Tugumalang.id – Ketua DPRD Kota Malang, Amithya Ratnanggani Sirraduhita memberikan dukungan moral dengan menghadiri langsung kegiatan Pagelaran Wayang Topeng Panji Laras di Dewan Kesenian Malang (DKM) pada Jumat (26/12/2025) malam.
Menariknya, pertunjukan semi teater cerita Panji Laras itu tak hanya mempertontonkan talenta seniman senior, tetapi juga banyak melibatkan anak anak generasi Alpa. Berbagai pertunjukan seni budaya seperti Tari Beskalan hingga Tari Topeng Malangan sukses mengguncang DKM.
Baca Juga: DPRD Kota Malang Evaluasi Penanganan Banjir Kota Malang
Pertunjukan apik seni budaya khas Malang itu sukses menarik perhatian dan membuat takjub penonton dari berbagai kalangan baik masyarakat umum, mahasiswa hingga wisatawan.
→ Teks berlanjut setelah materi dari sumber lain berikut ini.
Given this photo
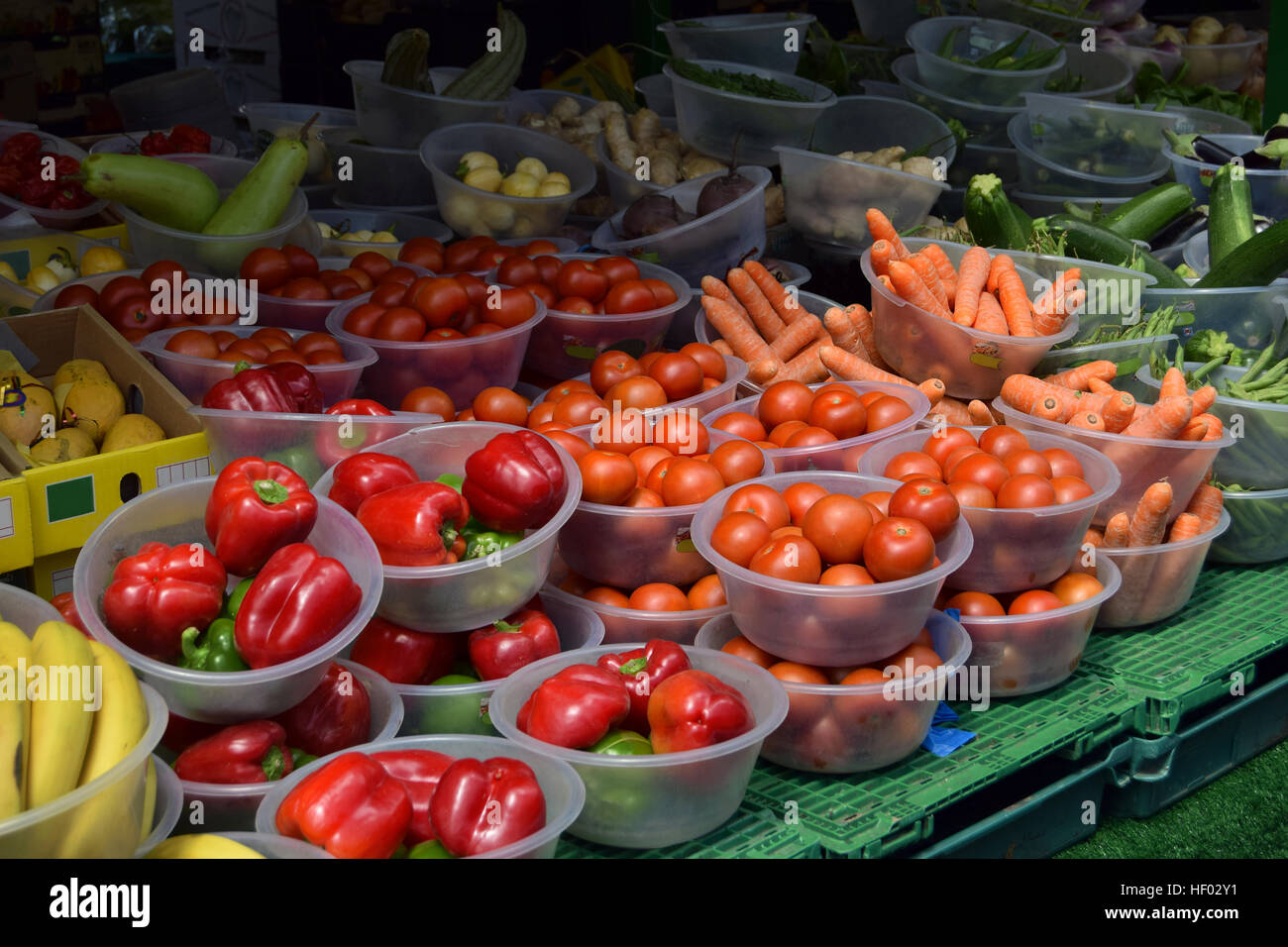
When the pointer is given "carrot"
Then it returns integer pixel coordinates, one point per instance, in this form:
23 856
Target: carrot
970 283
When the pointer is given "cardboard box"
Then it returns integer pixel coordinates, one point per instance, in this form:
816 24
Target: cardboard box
69 500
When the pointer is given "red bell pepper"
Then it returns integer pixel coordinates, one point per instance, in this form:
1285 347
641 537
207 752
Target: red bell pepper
161 590
366 474
695 709
514 482
419 771
416 523
503 647
256 508
402 656
334 716
642 671
575 707
244 753
351 806
297 602
481 805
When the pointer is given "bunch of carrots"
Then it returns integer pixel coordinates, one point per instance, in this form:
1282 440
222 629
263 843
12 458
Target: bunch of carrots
986 292
1085 397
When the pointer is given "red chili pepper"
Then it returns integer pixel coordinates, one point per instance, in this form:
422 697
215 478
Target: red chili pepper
244 753
366 474
413 525
351 806
419 772
161 590
297 602
503 647
514 482
258 506
642 671
695 709
575 707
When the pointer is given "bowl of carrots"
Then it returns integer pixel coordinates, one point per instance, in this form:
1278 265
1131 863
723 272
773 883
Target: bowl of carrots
960 313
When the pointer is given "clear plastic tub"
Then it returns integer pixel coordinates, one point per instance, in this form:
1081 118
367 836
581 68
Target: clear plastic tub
468 594
918 344
755 39
974 39
231 806
712 120
1141 462
175 515
561 785
861 727
1258 528
464 707
1157 579
194 376
827 625
307 444
1024 548
103 818
1043 175
1025 654
840 455
393 118
463 368
472 211
218 256
709 244
664 799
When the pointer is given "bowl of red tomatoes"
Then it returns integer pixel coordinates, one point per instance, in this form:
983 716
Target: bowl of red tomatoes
818 574
854 719
1028 496
825 427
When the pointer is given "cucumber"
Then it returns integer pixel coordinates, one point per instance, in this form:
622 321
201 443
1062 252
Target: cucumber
1091 241
1256 262
166 192
1146 214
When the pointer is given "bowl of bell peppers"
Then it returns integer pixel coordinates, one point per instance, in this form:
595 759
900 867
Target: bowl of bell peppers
428 796
707 714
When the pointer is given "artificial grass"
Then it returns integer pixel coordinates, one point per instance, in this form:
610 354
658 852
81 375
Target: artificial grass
1243 814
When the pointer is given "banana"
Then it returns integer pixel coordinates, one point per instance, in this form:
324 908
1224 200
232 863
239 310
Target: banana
123 719
201 847
60 723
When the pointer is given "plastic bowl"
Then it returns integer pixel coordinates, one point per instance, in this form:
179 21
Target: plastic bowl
862 727
709 244
218 256
768 40
463 368
712 120
974 39
175 515
1025 654
393 118
559 783
467 594
194 376
464 707
472 211
827 625
1258 527
1166 573
918 344
1017 549
1141 462
664 799
232 806
840 455
103 818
Riuh tepuk tangan menggema di sepanjang pertunjukan.
Ketua DPRD Kota Malang, Amithya Ratnanggani Sirraduhita mengapresiasi para seniman di DKM yang telah melibatkan generasi muda dalam penampilan pertunjukan tersebut.
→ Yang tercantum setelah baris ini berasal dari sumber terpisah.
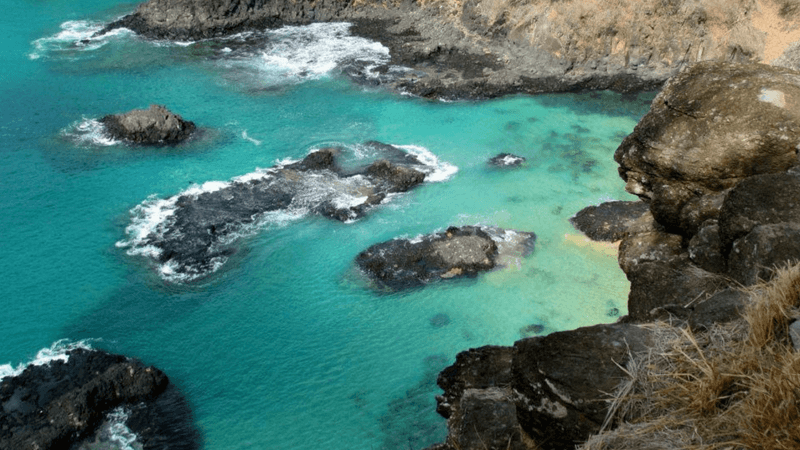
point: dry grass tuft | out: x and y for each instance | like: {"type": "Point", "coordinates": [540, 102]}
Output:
{"type": "Point", "coordinates": [736, 386]}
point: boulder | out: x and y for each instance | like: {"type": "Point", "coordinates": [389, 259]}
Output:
{"type": "Point", "coordinates": [645, 241]}
{"type": "Point", "coordinates": [656, 287]}
{"type": "Point", "coordinates": [457, 252]}
{"type": "Point", "coordinates": [562, 381]}
{"type": "Point", "coordinates": [754, 257]}
{"type": "Point", "coordinates": [608, 221]}
{"type": "Point", "coordinates": [759, 200]}
{"type": "Point", "coordinates": [712, 125]}
{"type": "Point", "coordinates": [153, 126]}
{"type": "Point", "coordinates": [61, 404]}
{"type": "Point", "coordinates": [506, 160]}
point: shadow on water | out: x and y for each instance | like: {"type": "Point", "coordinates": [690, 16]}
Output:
{"type": "Point", "coordinates": [608, 103]}
{"type": "Point", "coordinates": [411, 421]}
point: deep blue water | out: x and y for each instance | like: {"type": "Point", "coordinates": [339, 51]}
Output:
{"type": "Point", "coordinates": [285, 346]}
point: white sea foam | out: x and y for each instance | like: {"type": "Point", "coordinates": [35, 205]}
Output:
{"type": "Point", "coordinates": [114, 433]}
{"type": "Point", "coordinates": [151, 219]}
{"type": "Point", "coordinates": [56, 352]}
{"type": "Point", "coordinates": [297, 53]}
{"type": "Point", "coordinates": [435, 171]}
{"type": "Point", "coordinates": [75, 35]}
{"type": "Point", "coordinates": [89, 132]}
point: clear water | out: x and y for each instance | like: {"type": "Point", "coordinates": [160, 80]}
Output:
{"type": "Point", "coordinates": [285, 347]}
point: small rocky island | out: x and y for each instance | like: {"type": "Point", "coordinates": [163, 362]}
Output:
{"type": "Point", "coordinates": [198, 234]}
{"type": "Point", "coordinates": [153, 126]}
{"type": "Point", "coordinates": [456, 252]}
{"type": "Point", "coordinates": [62, 404]}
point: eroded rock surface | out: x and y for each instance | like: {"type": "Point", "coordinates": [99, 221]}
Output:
{"type": "Point", "coordinates": [61, 404]}
{"type": "Point", "coordinates": [153, 126]}
{"type": "Point", "coordinates": [457, 252]}
{"type": "Point", "coordinates": [712, 126]}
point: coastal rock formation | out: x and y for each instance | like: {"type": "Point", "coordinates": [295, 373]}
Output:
{"type": "Point", "coordinates": [61, 404]}
{"type": "Point", "coordinates": [198, 227]}
{"type": "Point", "coordinates": [486, 48]}
{"type": "Point", "coordinates": [153, 126]}
{"type": "Point", "coordinates": [712, 126]}
{"type": "Point", "coordinates": [715, 163]}
{"type": "Point", "coordinates": [548, 391]}
{"type": "Point", "coordinates": [608, 221]}
{"type": "Point", "coordinates": [457, 252]}
{"type": "Point", "coordinates": [506, 160]}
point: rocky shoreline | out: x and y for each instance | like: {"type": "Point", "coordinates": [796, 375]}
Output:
{"type": "Point", "coordinates": [716, 163]}
{"type": "Point", "coordinates": [489, 48]}
{"type": "Point", "coordinates": [62, 404]}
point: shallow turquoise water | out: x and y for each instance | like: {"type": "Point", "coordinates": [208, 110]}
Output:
{"type": "Point", "coordinates": [285, 347]}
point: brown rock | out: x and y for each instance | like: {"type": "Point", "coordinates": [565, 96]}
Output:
{"type": "Point", "coordinates": [711, 126]}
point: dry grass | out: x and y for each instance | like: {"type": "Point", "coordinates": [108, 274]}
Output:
{"type": "Point", "coordinates": [736, 386]}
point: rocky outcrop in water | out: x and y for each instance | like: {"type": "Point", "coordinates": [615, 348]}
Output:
{"type": "Point", "coordinates": [199, 227]}
{"type": "Point", "coordinates": [153, 126]}
{"type": "Point", "coordinates": [61, 404]}
{"type": "Point", "coordinates": [506, 160]}
{"type": "Point", "coordinates": [544, 392]}
{"type": "Point", "coordinates": [457, 252]}
{"type": "Point", "coordinates": [486, 48]}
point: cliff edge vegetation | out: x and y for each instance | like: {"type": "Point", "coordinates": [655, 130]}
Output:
{"type": "Point", "coordinates": [736, 385]}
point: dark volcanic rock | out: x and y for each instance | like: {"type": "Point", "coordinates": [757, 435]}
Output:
{"type": "Point", "coordinates": [153, 126]}
{"type": "Point", "coordinates": [478, 401]}
{"type": "Point", "coordinates": [656, 285]}
{"type": "Point", "coordinates": [561, 381]}
{"type": "Point", "coordinates": [759, 200]}
{"type": "Point", "coordinates": [506, 160]}
{"type": "Point", "coordinates": [608, 221]}
{"type": "Point", "coordinates": [457, 252]}
{"type": "Point", "coordinates": [476, 49]}
{"type": "Point", "coordinates": [61, 404]}
{"type": "Point", "coordinates": [197, 228]}
{"type": "Point", "coordinates": [711, 126]}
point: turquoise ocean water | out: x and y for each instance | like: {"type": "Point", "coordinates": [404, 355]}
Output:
{"type": "Point", "coordinates": [285, 346]}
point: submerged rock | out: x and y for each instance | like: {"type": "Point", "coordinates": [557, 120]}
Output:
{"type": "Point", "coordinates": [61, 404]}
{"type": "Point", "coordinates": [196, 229]}
{"type": "Point", "coordinates": [506, 160]}
{"type": "Point", "coordinates": [457, 252]}
{"type": "Point", "coordinates": [153, 126]}
{"type": "Point", "coordinates": [608, 221]}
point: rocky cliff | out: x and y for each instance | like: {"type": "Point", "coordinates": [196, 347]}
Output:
{"type": "Point", "coordinates": [715, 161]}
{"type": "Point", "coordinates": [485, 48]}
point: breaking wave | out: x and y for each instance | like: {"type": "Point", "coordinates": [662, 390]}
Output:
{"type": "Point", "coordinates": [56, 352]}
{"type": "Point", "coordinates": [75, 36]}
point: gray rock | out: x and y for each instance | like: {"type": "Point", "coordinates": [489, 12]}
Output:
{"type": "Point", "coordinates": [767, 247]}
{"type": "Point", "coordinates": [723, 307]}
{"type": "Point", "coordinates": [705, 249]}
{"type": "Point", "coordinates": [153, 126]}
{"type": "Point", "coordinates": [457, 252]}
{"type": "Point", "coordinates": [712, 125]}
{"type": "Point", "coordinates": [759, 200]}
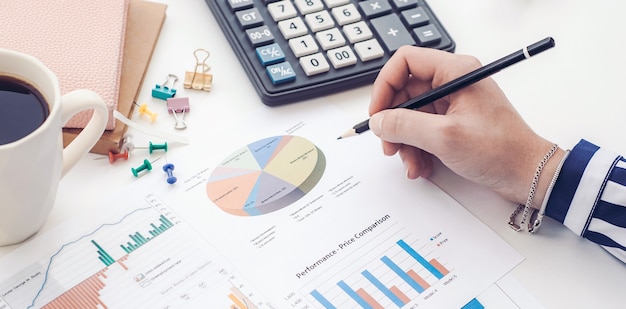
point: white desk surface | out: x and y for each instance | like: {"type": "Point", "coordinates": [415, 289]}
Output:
{"type": "Point", "coordinates": [573, 91]}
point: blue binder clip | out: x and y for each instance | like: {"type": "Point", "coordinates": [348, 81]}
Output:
{"type": "Point", "coordinates": [164, 92]}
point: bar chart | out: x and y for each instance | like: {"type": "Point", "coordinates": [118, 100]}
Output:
{"type": "Point", "coordinates": [392, 279]}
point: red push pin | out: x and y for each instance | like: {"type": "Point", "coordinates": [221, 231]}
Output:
{"type": "Point", "coordinates": [115, 156]}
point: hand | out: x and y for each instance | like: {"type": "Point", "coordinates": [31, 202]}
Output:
{"type": "Point", "coordinates": [475, 132]}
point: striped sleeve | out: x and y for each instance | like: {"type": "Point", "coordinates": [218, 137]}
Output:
{"type": "Point", "coordinates": [589, 197]}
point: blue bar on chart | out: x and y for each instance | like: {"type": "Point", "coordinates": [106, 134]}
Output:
{"type": "Point", "coordinates": [391, 291]}
{"type": "Point", "coordinates": [139, 240]}
{"type": "Point", "coordinates": [473, 304]}
{"type": "Point", "coordinates": [420, 259]}
{"type": "Point", "coordinates": [103, 256]}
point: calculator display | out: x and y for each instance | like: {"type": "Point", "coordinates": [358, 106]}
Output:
{"type": "Point", "coordinates": [293, 50]}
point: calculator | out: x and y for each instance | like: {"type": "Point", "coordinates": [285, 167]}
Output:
{"type": "Point", "coordinates": [293, 50]}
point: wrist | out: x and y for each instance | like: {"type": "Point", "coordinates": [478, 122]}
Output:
{"type": "Point", "coordinates": [546, 178]}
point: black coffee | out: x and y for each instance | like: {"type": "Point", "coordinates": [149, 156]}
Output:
{"type": "Point", "coordinates": [22, 109]}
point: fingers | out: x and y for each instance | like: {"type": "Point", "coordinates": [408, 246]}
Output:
{"type": "Point", "coordinates": [414, 70]}
{"type": "Point", "coordinates": [414, 128]}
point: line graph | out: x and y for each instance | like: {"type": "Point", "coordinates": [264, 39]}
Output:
{"type": "Point", "coordinates": [143, 258]}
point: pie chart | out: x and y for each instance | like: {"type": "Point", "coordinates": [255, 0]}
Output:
{"type": "Point", "coordinates": [266, 175]}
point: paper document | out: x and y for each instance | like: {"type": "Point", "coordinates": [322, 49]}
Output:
{"type": "Point", "coordinates": [275, 213]}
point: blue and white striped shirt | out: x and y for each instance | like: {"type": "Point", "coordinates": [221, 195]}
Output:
{"type": "Point", "coordinates": [589, 197]}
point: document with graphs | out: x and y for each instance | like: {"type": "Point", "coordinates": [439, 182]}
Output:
{"type": "Point", "coordinates": [275, 212]}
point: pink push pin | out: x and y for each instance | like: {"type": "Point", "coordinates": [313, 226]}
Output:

“Yang jelas saya sangat mengapresiasi, karena ini semi teater yang mempertunjukkan kekayaan budaya Jawa yang menarik. Ada wayang topeng, terus melibatkan segala usia. Saya lihat ada yang masih anak SD sampai mahasiswa,” ucapnya.
Baca Juga: DPRD Kota Malang Desak Pemkot Benahi Sistem Drainase untuk Atasi Banjir
Ia memandang bahwa pelibatan generasi muda dalam pertunjukkan ini merupakan langkah yang tepat. Ada upaya pelestarian sekaligus mewariskan kekayaan budaya Nusantara kepada generasi muda.
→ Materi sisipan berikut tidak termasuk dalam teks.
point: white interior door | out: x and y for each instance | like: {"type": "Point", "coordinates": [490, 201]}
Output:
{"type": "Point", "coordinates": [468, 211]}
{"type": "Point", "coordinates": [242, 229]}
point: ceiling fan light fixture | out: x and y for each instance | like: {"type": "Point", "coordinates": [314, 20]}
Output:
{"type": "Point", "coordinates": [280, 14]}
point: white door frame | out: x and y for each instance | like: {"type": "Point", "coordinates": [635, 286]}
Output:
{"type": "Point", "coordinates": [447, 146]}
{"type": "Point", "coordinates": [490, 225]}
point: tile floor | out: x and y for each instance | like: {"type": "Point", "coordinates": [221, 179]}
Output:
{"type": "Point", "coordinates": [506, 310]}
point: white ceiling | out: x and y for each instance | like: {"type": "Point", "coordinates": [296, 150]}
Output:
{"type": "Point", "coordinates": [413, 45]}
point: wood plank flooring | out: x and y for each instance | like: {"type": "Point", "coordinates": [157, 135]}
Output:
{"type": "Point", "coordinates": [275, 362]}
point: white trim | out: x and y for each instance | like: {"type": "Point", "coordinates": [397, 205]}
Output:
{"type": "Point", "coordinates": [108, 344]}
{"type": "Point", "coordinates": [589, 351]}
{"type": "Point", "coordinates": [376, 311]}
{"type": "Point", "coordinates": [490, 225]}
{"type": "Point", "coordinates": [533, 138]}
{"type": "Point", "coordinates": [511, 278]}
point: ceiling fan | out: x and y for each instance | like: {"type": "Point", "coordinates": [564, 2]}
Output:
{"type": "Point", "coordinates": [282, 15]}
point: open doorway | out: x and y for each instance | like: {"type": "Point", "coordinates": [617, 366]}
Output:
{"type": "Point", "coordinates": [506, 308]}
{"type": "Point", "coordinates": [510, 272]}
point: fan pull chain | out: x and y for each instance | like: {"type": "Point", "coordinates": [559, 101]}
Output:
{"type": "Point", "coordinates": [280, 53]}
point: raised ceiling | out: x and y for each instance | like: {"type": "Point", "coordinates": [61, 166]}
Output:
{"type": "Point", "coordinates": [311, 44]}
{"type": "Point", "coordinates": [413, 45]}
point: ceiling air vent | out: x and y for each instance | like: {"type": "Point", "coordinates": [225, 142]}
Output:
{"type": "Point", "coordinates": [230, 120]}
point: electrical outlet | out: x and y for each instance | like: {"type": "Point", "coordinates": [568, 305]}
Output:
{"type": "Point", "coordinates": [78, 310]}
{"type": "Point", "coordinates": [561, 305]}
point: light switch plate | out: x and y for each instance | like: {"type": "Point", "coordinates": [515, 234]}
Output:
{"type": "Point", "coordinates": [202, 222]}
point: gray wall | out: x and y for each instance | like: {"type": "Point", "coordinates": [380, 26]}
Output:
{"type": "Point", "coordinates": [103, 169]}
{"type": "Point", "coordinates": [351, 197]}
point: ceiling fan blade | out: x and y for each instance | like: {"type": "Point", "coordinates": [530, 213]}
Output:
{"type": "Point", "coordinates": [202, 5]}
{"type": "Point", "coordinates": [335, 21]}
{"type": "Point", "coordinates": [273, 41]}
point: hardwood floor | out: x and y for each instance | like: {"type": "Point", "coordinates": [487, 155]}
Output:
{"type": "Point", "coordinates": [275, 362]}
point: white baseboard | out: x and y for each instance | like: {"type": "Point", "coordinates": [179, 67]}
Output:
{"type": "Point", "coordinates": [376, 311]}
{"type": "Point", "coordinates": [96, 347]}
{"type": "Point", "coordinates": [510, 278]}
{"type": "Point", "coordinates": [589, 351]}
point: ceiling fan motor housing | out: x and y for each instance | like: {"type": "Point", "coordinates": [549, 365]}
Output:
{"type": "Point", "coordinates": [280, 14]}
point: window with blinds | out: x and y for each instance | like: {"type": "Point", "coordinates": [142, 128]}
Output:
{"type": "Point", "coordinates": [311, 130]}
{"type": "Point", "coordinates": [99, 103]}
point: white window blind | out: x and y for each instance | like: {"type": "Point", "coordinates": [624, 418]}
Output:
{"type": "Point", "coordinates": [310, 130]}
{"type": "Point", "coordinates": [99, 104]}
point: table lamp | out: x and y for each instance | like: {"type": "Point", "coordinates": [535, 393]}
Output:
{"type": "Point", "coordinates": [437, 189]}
“Di tengah tengah disurpsi teknologi dengan budaya asing yang banyak masuk, tapi di Kota Malang berhasil melibatkan anak anak generasi Alpha dalam melestarikan budaya khususnya Jawa,” tuturnya.
Menurutnya, upaya pelestarian budaya tak mudah dilakukan. Apalagi mampu mendorong minat generasi muda bahkan mengeksplor diri melalui seni budaya. “Itu gak gampang,” ujarnya.
Ke depan, seni budaya di Malang harus terus digali dan dikembangkan agar benar benar bisa menjadi potensi pariwisata di Kota Malang. Bukan tidak mungkin, seni budaya di Malang bisa menjadi daya tarik wisatawan mancanegara.
Sementara itu, Ketua DKM, Dimas Novib Septono mengatakan bahwa pertunjukan ini telah rutin digelar 3 kali setiap tahun. Selain untuk melestarikan budaya khas Malang, pagelaran ini juga untuk menstimulasi sanggar seni budaya lain untuk bangkit.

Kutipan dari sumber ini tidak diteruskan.